A Benchmark for Overgeneration Detection in Biomedical Text Simplification
Proceedings of the 2nd Workshop on Evaluating Text Difficulty in a Multilingual Context (DeTermIt! 2026)
Abstract
Large Language Models deployed for biomedical text simplification frequently produce overgeneration: extraneous content appended beyond the faithful simplification, including leaked model instructions, ungrounded medical claims, and repetitive text. Despite its prevalence, this failure mode remains largely unaddressed. We present a benchmark for document-level overgeneration detection, releasing two resources: SimpleOG-manual, 500 abstract-level examples with human-validated positive labels, and SimpleOG-auto, over 46,000 automatically labeled abstract-level examples derived from submissions to the CLEF 2025 SimpleText Track.
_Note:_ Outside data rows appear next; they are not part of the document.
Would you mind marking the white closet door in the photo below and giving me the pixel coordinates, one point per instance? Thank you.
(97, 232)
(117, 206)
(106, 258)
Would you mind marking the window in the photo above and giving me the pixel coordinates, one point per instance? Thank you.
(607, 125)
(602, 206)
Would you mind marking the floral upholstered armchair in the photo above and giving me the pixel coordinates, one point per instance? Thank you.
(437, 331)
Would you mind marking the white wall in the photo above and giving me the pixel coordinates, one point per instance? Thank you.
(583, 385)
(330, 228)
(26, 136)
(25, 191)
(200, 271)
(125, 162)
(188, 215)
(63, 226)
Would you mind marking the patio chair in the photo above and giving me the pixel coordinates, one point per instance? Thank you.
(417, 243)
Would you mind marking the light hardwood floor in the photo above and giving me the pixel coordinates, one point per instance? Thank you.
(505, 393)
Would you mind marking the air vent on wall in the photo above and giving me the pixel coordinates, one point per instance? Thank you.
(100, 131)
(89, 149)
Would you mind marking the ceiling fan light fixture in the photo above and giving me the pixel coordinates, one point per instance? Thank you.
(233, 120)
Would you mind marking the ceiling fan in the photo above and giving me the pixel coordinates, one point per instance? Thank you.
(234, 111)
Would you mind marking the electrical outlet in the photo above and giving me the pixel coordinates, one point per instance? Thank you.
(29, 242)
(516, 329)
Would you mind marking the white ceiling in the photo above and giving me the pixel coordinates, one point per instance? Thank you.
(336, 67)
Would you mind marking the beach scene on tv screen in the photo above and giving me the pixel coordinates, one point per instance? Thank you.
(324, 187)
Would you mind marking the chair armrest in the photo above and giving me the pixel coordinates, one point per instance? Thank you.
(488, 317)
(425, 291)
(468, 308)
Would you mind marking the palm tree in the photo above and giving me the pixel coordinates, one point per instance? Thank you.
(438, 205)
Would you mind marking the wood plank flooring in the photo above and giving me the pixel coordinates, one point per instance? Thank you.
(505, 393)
Our method exploits the positional regularity of overgeneration in simplification output through sequence alignment, identifying trailing content that lacks a corresponding segment in the source. Human validation of 117 automatically flagged positives confirms ∼95% precision, with leaked model instructions accounting for 75.7% of confirmed cases. Analysis across teams and models reveals that overgeneration is primarily driven by system-level choices, such as prompting and post-processing, rather than by model architecture. We evaluate three detection paradigms and find that sentence similarity (F1 = 0.731, ROC-AUC = 0.915) surprisingly outperforms both NLI-based and LLM-based approaches, suggesting that overgenerated content occupies distinct semantic regions from source material.